The word “modular” is being flung around a lot these days, and while we’re a bit apprehensive about drinking that particular Kool-Aid, Lenovo’s latest line-up of portable personal computers includes a modular tablet that we’re actually quite excited about.

It’s called the ThinkPad X1 Tablet, and it can add extra functionality via simple clip-on modifications.

At the moment there are three modules to choose from. The first two are a “Productivity Module” – which increases battery life to “up to 15 hours” – and a Presenter Module that adds a pico projector and HDMI port.

An Intel RealSense camera will be hot property for the 3D modelers out there.
An Intel RealSense camera will be hot property for the 3D modelers out there.

The third module will likely be of considerable interest for makers and artists: it’s a 3D Imaging Module which houses a rear-facing Intel RealSense camera for scanning objects onto your PC.

For connectivity, the slate supports LTE-Advanced and you can remove the back cover for maintenance and possible upgrades in the future. Be warned though, this slick piece of tech doesn’t come cheap with a starting price of R26 500.

We’ve been waiting for you

We first saw the Lenovo ThinkPad X1 Yoga at CES 2016 and it quickly climbed our list of “most anticipated gadgets of 2016”. You may recall that this is the world’s first notebook with an OLED display and that the keys retract into the body when you’re using it in tablet mode.

Just one of three modes that the X1 Yoga can be posed in.
Just one of three modes that the X1 Yoga can be posed in.

There is also an active pen which is stored in the body of the notebook so that it can charge up and, more importantly, not get lost.

Once again this doesn’t come cheap: Lenovo’s official press statement says that pricing for the Thinkpad X1 Yoga will start at R29 000. Ouch.

Lenovo’s crowning glory

The 14-inch Thinkpad X1 Carbon is an ultrabook for business professionals, not because we say it is, but because that is clearly who Lenovo wants to tempt over to its side of the fence.

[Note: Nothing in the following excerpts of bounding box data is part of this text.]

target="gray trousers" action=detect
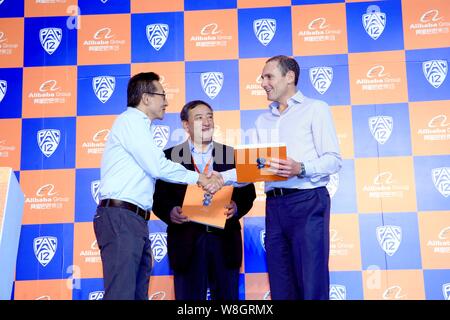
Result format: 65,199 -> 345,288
94,207 -> 152,300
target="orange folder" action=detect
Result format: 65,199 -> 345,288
234,143 -> 287,182
182,184 -> 233,229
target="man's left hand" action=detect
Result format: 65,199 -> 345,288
225,200 -> 237,220
269,158 -> 300,178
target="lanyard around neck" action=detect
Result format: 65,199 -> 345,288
191,156 -> 213,173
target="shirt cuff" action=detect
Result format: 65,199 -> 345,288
186,170 -> 200,184
220,169 -> 237,186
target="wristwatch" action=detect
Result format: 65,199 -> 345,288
297,162 -> 306,179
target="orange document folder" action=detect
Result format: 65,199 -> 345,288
234,143 -> 287,182
182,185 -> 233,229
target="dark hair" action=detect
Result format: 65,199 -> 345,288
180,100 -> 213,121
127,72 -> 159,108
266,56 -> 300,85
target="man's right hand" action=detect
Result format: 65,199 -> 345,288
197,171 -> 224,194
170,207 -> 189,224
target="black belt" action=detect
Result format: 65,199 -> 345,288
98,199 -> 150,221
266,188 -> 302,198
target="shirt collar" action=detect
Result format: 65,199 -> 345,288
269,90 -> 305,116
127,107 -> 150,120
188,138 -> 213,154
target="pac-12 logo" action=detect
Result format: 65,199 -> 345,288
153,125 -> 170,149
200,72 -> 224,99
362,5 -> 386,40
259,229 -> 266,251
0,80 -> 8,102
431,167 -> 450,198
368,116 -> 394,144
422,60 -> 448,89
309,67 -> 333,94
92,76 -> 116,103
442,282 -> 450,300
37,129 -> 61,158
33,236 -> 58,267
91,180 -> 100,204
39,28 -> 62,55
330,284 -> 347,300
376,225 -> 402,257
253,19 -> 277,46
145,23 -> 169,51
150,232 -> 167,262
88,291 -> 105,300
326,173 -> 339,198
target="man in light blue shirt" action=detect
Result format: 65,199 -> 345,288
256,56 -> 342,300
153,100 -> 256,300
94,72 -> 223,300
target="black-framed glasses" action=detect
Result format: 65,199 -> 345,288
145,92 -> 166,100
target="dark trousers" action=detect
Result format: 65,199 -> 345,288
94,207 -> 152,300
265,187 -> 330,300
174,232 -> 243,300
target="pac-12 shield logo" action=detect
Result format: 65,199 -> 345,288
253,19 -> 277,46
92,76 -> 116,103
309,67 -> 333,94
431,167 -> 450,198
0,80 -> 8,102
33,237 -> 58,267
153,125 -> 170,149
91,180 -> 100,204
368,116 -> 394,144
150,232 -> 167,262
200,72 -> 224,99
376,225 -> 402,257
88,291 -> 105,300
145,23 -> 169,51
326,173 -> 339,198
259,229 -> 266,251
362,5 -> 386,40
330,284 -> 347,300
39,28 -> 62,55
422,60 -> 448,89
37,129 -> 61,158
442,282 -> 450,300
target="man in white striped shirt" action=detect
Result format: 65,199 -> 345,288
256,56 -> 342,300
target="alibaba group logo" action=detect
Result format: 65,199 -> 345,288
383,286 -> 406,300
367,64 -> 389,78
373,171 -> 394,185
39,80 -> 60,92
92,129 -> 111,142
36,183 -> 58,197
428,114 -> 450,128
308,17 -> 329,30
91,240 -> 100,250
94,27 -> 114,40
200,23 -> 222,36
148,291 -> 166,300
0,31 -> 8,43
420,9 -> 442,23
438,226 -> 450,240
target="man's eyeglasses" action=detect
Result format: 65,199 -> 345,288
145,92 -> 166,100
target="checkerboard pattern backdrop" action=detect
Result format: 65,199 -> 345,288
0,0 -> 450,300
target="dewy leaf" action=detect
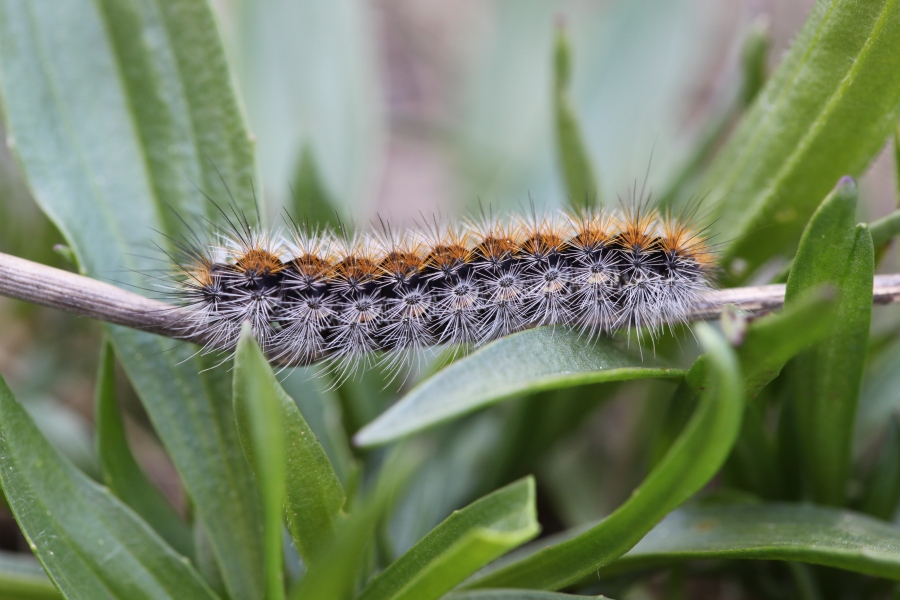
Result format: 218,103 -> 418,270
0,552 -> 62,600
470,323 -> 744,589
0,0 -> 263,600
785,178 -> 875,505
94,342 -> 194,557
234,326 -> 344,562
357,477 -> 540,600
703,0 -> 900,276
354,327 -> 684,446
553,26 -> 603,206
232,322 -> 286,600
598,503 -> 900,580
0,379 -> 215,600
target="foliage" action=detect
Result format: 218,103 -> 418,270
0,0 -> 900,600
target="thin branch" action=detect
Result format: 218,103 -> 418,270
0,253 -> 900,360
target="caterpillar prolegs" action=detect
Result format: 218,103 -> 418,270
163,208 -> 714,370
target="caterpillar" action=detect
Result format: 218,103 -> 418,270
162,205 -> 715,372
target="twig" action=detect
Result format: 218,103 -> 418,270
0,248 -> 900,356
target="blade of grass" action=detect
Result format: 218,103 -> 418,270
706,0 -> 900,279
0,379 -> 216,600
0,0 -> 263,600
94,342 -> 194,557
353,327 -> 684,446
0,552 -> 62,600
289,445 -> 418,600
468,324 -> 744,589
553,24 -> 603,206
234,331 -> 345,563
859,416 -> 900,521
594,503 -> 900,581
785,178 -> 875,505
446,590 -> 606,600
357,477 -> 540,600
232,322 -> 287,600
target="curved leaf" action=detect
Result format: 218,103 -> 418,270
357,477 -> 540,600
704,0 -> 900,276
232,322 -> 286,600
289,445 -> 420,600
553,26 -> 603,206
599,503 -> 900,580
447,590 -> 606,600
0,552 -> 62,600
470,324 -> 744,589
785,178 -> 875,505
353,327 -> 684,446
0,0 -> 263,600
94,343 -> 194,557
234,333 -> 344,562
0,379 -> 215,600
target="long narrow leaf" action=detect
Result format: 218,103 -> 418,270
0,379 -> 215,600
553,26 -> 603,206
94,343 -> 194,557
354,327 -> 684,446
232,322 -> 286,600
234,332 -> 345,562
785,178 -> 875,505
471,325 -> 743,589
0,552 -> 62,600
598,503 -> 900,580
358,477 -> 539,600
704,0 -> 900,277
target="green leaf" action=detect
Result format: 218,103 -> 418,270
229,0 -> 387,217
353,327 -> 684,446
0,0 -> 263,600
471,323 -> 744,589
681,286 -> 836,401
291,144 -> 348,231
234,332 -> 344,561
741,16 -> 772,107
94,342 -> 194,557
289,444 -> 419,600
358,477 -> 540,600
446,590 -> 606,600
553,26 -> 603,206
281,367 -> 359,489
595,503 -> 900,580
704,0 -> 900,276
859,417 -> 900,521
785,178 -> 875,505
869,210 -> 900,248
0,552 -> 62,600
232,322 -> 284,600
0,372 -> 215,600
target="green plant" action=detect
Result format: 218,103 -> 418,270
0,0 -> 900,600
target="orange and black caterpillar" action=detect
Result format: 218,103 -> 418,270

As an example, the Qualcomm Snapdragon X7 LTE modem should give professionals on the move the ability to connect to the internet at speeds of up to 300Mbps without needing use a certain brand of public, very spotty Wifi that never gets switched off, nudge nudge wink wink.

There is also a 1TB Samsung M.2 NVMe SSD drive which gives users five times the speed of regular SSD drives.

We'll take two X1 Carbon ultrabooks please.
We’ll take two X1 Carbon ultrabooks please.

Obviously, a fancy modem and fast storage are great but security is especially important for business. Lenovo has fitted the X1 Carbon with a Touch Fingerprint Reader and Trusted Platform Module security chip to the ultrabook.

Add something like Microsoft’s BitLocker to the equation and you have a rather secure system in your hands.

As impressive as all of this is, it’s made even more incredible by the fact that Lenovo managed to pack it all into a shell that’s just 17.7mm thick, and which weighs just 1.31kg.

This is truly an insanely thin and light Ultrabook, but also one that doesn’t skimp on performance. Thanks, Skylake.

Once again, the price is big but it actually isn’t that bad at a starting point of R26 500, the same as the X1 Tablet.

You also will be happy to know that wait for these products is going to be a short one: Lenovo expects the X1 range to hit shelves in May.

Now we just need to save up some money.